The Duality of Hyperlinks

Cells can contain two types of hyperlinks. There’s the embedded kind that you create using Insert – Hyperlink and the formula kind that you create using the HYPERLINK function. The function kind is nice because you can make the address and display text dynamic without using VBA. They’re just text arguments to a function and any function that modifies text can be used to modify them.

If you have HYPERLINK in a cell, the Insert – Hyperlink control is disabled (grayed out). Excel is wise enough to know that you shouldn’t have both kinds of hyperlinks in a cell. But it’s only half wise. Excel does not stop you from entering a HYPERLINK formula in a cell with an embedded hyperlink. If you do, you can end up with what seems like two hyperlinks in one cell.

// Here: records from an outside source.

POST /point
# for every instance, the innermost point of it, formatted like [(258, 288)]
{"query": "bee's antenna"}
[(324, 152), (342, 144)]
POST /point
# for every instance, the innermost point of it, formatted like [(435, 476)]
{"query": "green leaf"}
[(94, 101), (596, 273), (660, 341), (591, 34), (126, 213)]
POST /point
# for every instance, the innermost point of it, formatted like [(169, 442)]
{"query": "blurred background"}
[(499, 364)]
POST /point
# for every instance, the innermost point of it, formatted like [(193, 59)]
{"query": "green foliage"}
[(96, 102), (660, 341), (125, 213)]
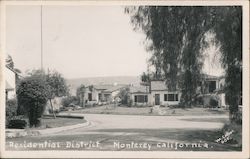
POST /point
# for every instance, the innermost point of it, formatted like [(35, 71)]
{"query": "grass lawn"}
[(50, 122), (124, 110)]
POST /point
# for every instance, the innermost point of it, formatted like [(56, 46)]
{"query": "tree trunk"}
[(52, 109)]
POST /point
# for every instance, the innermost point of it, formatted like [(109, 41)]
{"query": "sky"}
[(78, 41)]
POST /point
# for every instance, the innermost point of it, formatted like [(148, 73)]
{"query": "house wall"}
[(141, 104), (162, 102), (94, 93), (10, 77)]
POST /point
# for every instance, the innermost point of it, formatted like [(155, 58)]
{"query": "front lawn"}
[(124, 110), (50, 122)]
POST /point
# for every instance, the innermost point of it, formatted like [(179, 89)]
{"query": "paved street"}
[(134, 133)]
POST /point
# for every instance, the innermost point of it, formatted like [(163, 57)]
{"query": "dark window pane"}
[(176, 97), (171, 97), (165, 97), (146, 98)]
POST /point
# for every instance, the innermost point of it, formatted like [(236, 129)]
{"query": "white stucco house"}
[(157, 93), (101, 93)]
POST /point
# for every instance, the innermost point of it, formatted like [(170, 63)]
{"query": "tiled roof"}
[(103, 87), (108, 87), (114, 88), (206, 76), (158, 86), (139, 89), (8, 86)]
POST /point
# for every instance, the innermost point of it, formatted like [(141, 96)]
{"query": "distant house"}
[(140, 95), (10, 83), (102, 93), (157, 93)]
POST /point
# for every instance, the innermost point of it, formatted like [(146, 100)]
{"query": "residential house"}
[(140, 95), (102, 93), (157, 93)]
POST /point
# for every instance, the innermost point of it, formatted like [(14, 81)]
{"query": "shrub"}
[(11, 109), (32, 94), (17, 122), (213, 103), (69, 100)]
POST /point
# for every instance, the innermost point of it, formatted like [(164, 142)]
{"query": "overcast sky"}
[(78, 41)]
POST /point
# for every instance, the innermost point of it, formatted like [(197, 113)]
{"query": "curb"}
[(13, 133), (59, 129)]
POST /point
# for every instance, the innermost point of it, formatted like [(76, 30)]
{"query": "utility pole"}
[(41, 36)]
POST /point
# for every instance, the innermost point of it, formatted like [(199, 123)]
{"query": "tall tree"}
[(228, 30), (10, 63), (177, 34), (80, 93), (57, 87)]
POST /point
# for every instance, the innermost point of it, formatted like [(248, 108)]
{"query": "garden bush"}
[(32, 95), (17, 122), (70, 100), (213, 103)]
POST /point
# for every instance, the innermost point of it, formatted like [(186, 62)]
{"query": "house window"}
[(171, 97), (212, 86), (99, 96), (90, 96), (141, 98)]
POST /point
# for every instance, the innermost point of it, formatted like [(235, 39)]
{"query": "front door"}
[(157, 99)]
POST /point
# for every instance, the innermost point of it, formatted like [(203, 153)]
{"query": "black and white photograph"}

I say “seems like” because Excel only recognizes one. And to be even more precise, it recognizes pieces of both hyperlinks to make one. Let me explain. If I type a URL in a cell, Excel converts it into a hyperlink. (Pro Tip: Press Ctrl+Z immediately after the conversion to undo the conversion, but keep the text). Let’s say I copy that down a few cells.

Now let’s say that I edit these cells to contain a HYPERLINK formula with a different address and a different display text. In this case, I’ve change the address by adding “my” in front of it and change the display text from the URL to the word “blog”.

If I hover over the new hyperlink, check what happens. There are three important properties of hyperlinks: Address (where it goes when you click), Text to Display (what shows up in the cell), and Tooltip (what pops up when you hover). With two hyperlinks, it appears that the Address and tooltip are driven by the embedded hyperlink and the Text to Display is driven by the formula.

I don’t know why it happens this way. I can’t even come up with a good story about how it’s an unintended consequence of some design decisions on Microsoft’s part. But it is what it is. I don’t know of any quick way to fix this through the user interface, but I wrote a macro to fix it.

The code removes the embedded hyperlink and leaves the formula. The line that sets the formula equal to the formula is get the blue underline formatting back. The traditional hyperlink formatting disappears when you delete the hyperlink even though the formula remains. You can see that the tooltip now draws from the only remaining hyperlink, the formula one.